Circulating ACE2 Activity is Increased in Patients with Type 1 Diabetes and Vascular Complications

Overview

Journal J Hypertens

Specialty Cardiology & Vascular Diseases

Date 2011 Dec 20

PMID 22179088

Citations 128

Authors

Aino Soro-Paavonen

Daniel Gordin

Carol Forsblom

Milla Rosengard-Barlund

Johan Waden

Lena Thorn

Niina Sandholm

Merlin C Thomas

Per-Henrik Groop

Affiliations

Soon will be listed here.

Abstract

Objective: Angiotensin-converting enzyme 2 (ACE2) is a homolog of ACE that counterbalances the actions of angiotensin (AT)II and promotes vasodilatation. Circulating ACE2 activity is increased in diabetes in experimental models. The role of ACE2 in human pathophysiology is unknown. We examined whether ACE2 activity is altered in patients with type 1 diabetes (T1D), with and without diabetic nephropathy.

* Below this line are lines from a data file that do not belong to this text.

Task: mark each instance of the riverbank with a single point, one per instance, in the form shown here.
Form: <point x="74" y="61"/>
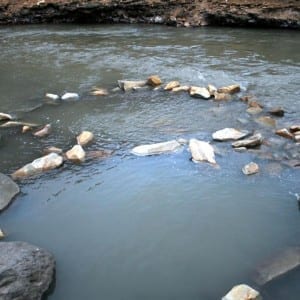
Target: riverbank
<point x="187" y="13"/>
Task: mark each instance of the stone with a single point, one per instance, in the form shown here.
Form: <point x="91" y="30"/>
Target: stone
<point x="230" y="89"/>
<point x="76" y="154"/>
<point x="127" y="85"/>
<point x="158" y="148"/>
<point x="39" y="165"/>
<point x="4" y="117"/>
<point x="242" y="292"/>
<point x="201" y="151"/>
<point x="250" y="169"/>
<point x="266" y="120"/>
<point x="70" y="96"/>
<point x="171" y="85"/>
<point x="277" y="111"/>
<point x="26" y="271"/>
<point x="253" y="141"/>
<point x="284" y="133"/>
<point x="199" y="92"/>
<point x="279" y="265"/>
<point x="227" y="134"/>
<point x="84" y="138"/>
<point x="44" y="131"/>
<point x="52" y="96"/>
<point x="154" y="80"/>
<point x="8" y="190"/>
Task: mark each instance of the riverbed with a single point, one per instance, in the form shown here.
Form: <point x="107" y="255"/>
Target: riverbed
<point x="158" y="227"/>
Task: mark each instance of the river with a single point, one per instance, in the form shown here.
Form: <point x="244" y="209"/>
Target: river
<point x="157" y="227"/>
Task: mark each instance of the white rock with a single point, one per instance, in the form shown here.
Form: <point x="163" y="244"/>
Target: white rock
<point x="76" y="154"/>
<point x="158" y="148"/>
<point x="242" y="292"/>
<point x="227" y="134"/>
<point x="70" y="96"/>
<point x="202" y="151"/>
<point x="52" y="96"/>
<point x="199" y="92"/>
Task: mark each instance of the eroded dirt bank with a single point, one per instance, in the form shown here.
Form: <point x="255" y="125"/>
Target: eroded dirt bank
<point x="272" y="13"/>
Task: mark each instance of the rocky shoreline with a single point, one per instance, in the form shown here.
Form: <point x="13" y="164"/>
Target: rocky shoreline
<point x="182" y="13"/>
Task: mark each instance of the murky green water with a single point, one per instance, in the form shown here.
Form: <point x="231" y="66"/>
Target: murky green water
<point x="151" y="227"/>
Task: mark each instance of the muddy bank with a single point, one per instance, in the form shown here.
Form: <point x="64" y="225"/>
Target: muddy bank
<point x="273" y="13"/>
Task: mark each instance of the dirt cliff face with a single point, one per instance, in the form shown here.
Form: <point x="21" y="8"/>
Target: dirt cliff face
<point x="250" y="13"/>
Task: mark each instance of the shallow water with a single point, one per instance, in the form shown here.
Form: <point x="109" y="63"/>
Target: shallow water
<point x="151" y="227"/>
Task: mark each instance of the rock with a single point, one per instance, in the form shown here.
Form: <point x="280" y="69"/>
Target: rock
<point x="44" y="131"/>
<point x="154" y="80"/>
<point x="277" y="111"/>
<point x="199" y="92"/>
<point x="39" y="165"/>
<point x="84" y="138"/>
<point x="127" y="85"/>
<point x="227" y="134"/>
<point x="230" y="89"/>
<point x="201" y="151"/>
<point x="284" y="133"/>
<point x="8" y="190"/>
<point x="253" y="141"/>
<point x="70" y="96"/>
<point x="267" y="121"/>
<point x="52" y="96"/>
<point x="4" y="117"/>
<point x="251" y="168"/>
<point x="26" y="271"/>
<point x="171" y="85"/>
<point x="222" y="96"/>
<point x="242" y="292"/>
<point x="76" y="154"/>
<point x="158" y="148"/>
<point x="279" y="265"/>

Methods: Quantitative ACE2 activity in serum was measured by a fluorometric assay in 859 patients with T1D in the Finnish Diabetic Nephropathy (FinnDiane) study and in 204 healthy controls. Pulse-wave analysis with augmentation index (AIx) measurement was performed in 319 patients with T1D and 114 controls.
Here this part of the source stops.